<P>NN all IE all HTML all  

<P>...</P>

HTML End Tag: Optional  

A p element defines a paragraph structural element in a document. With HTML 4, the p element is formally a block-level element, which means that content for a p element begins on its own line, and content following the p element starts on its own line. No other block-level elements may be nested inside a p element. If you omit the end tag (not permissible in XHTML), the element ends at the next block-level element start tag.

The nature of the p element has changed over time. In early implementations of HTML, the element represented only a paragraph break (a new line with some extra line spacing). Version 4 and later browsers render p elements in a hybrid way such that the start tag of a p element inserts a line space before the block. This means that a p element cannot start at the very top of a page unless it is positioned via CSS. Use the p element for structural purposes, rather than formatting purposes.

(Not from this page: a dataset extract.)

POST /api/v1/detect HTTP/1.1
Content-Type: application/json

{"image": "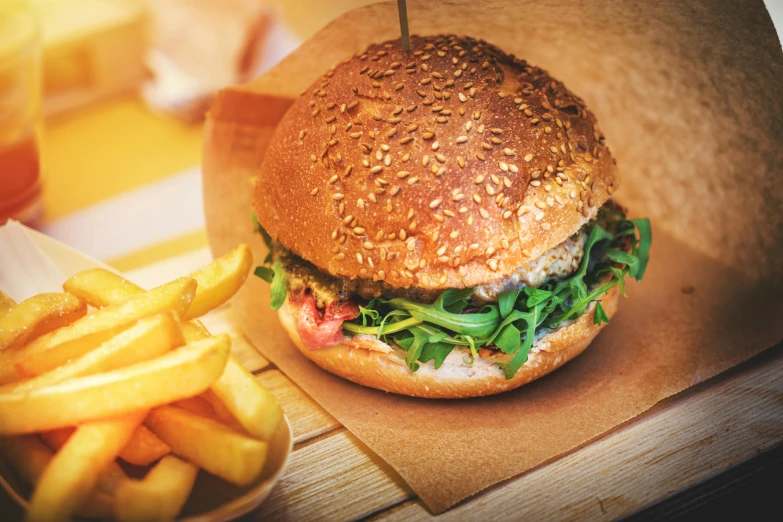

The content of a p element does not recognize extra whitespace that appears in the source code. Other elements, such as pre, render content just as it is formatted in the source code.

 
Example
 
<P>This is a simple, one-sentence paragraph.</P>
<P>This second paragraph starts on its own line, with a little extra
line spacing.</P>
 
Object Model Reference
 
[window.]document.getElementById(elementID)
 
Element-Specific Attributes
 
align
 
Element-Specific Event Handler Attributes

None.

alignNN all IE all HTML 3.2  

align="where"

Optional  

Determines how the paragraph text is justified within the box that the p element occupies. See the discussion about horizontal alignment for a block element's content in Section 8.1.5 earlier in this chapter.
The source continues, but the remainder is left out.